Japanese Company Improves Bioplastic with Nanocellulose

One of the hurdles that come with the development of new bioplastics has been the lack of mechanical strength compared to traditional plastic.

Japanese Company Improves Bioplastic with Nanocellulose
Cutlery made of cellulose nanofiber composite biodegradable plastic (PLA). (Source: Green Science Alliance Co., Ltd.)

With the news that microplastic particles are being found in some of the most environmentally pristine parts of the Earth and stories of dead marine mammals full of plastic, the public is becoming aware of the extent to which plastic pollution is a problem on both land and at sea. In the ocean, it’s estimated that there are 150 million tons of plastic garbage, and this could be leading to human health consequences. Microplastics have been identified in the bodies of 114 aquatic species, and more than half of those species are eaten by humans.

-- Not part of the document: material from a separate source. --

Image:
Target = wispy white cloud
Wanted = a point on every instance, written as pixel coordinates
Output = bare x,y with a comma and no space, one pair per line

Despite our awareness of plastic pollution, both production and consumption of traditional plastics continue. To address the problem, policymakers believe we need to use less plastic. In the cases where plastic is unavoidable, however, there is bioplastic. Bioplastics, biodegradable plastic derived from biological substances rather than petroleum, are looked upon as one part of the answer to plastic pollution. These are substances that, with time, water, air, and microorganisms, will decompose back into organic materials.

The Limitations of Bioplastics
While bioplastics today are becoming a more common sight, they’re suitable for only a limited number of applications compared to traditional plastic. There’s a reason for this: almost all the properties of bioplastic are inferior to that of traditional, petroleum-based plastic, and the costs are far higher. Additionally, many bioplastics are not nearly as biodegradable as consumers believe they are, which means they’re still winding up in landfills and the ocean. If bioplastics are going to even begin to replace traditional plastics, researchers will need to innovate new materials with better functionality.

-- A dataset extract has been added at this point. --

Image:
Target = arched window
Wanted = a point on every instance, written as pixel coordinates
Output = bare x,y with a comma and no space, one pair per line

Green Science Alliance Co., Ltd. is one of the companies striving to innovate bioplastic. Located in Obana Kawanishi-city in the Hyogo prefecture of Japan, the company is a subsidiary of Fuji Pigment Co., Ltd. Founded in 2007 by Dr. Ryohei Mori, it has about 100 employees.

New Green Materials Meet the Needs of Plastic

The company focuses on green energy and environmental science and synthesizes new, green materials that meet traditional needs – both consumer and industrial — with less waste and pollution. Green Science Alliance uses nano plastic, which it combines with traditional and biodegradable plastics, as well as starch-based plastic, recycled paper, wood, bamboo, and biodegradable plastic color masterbatch. (The company has even experimented with minerals such as clay, talc, and mica.) Several of the company’s materials are 100 percent biomass-derived biodegradable plastics that use no petroleum products.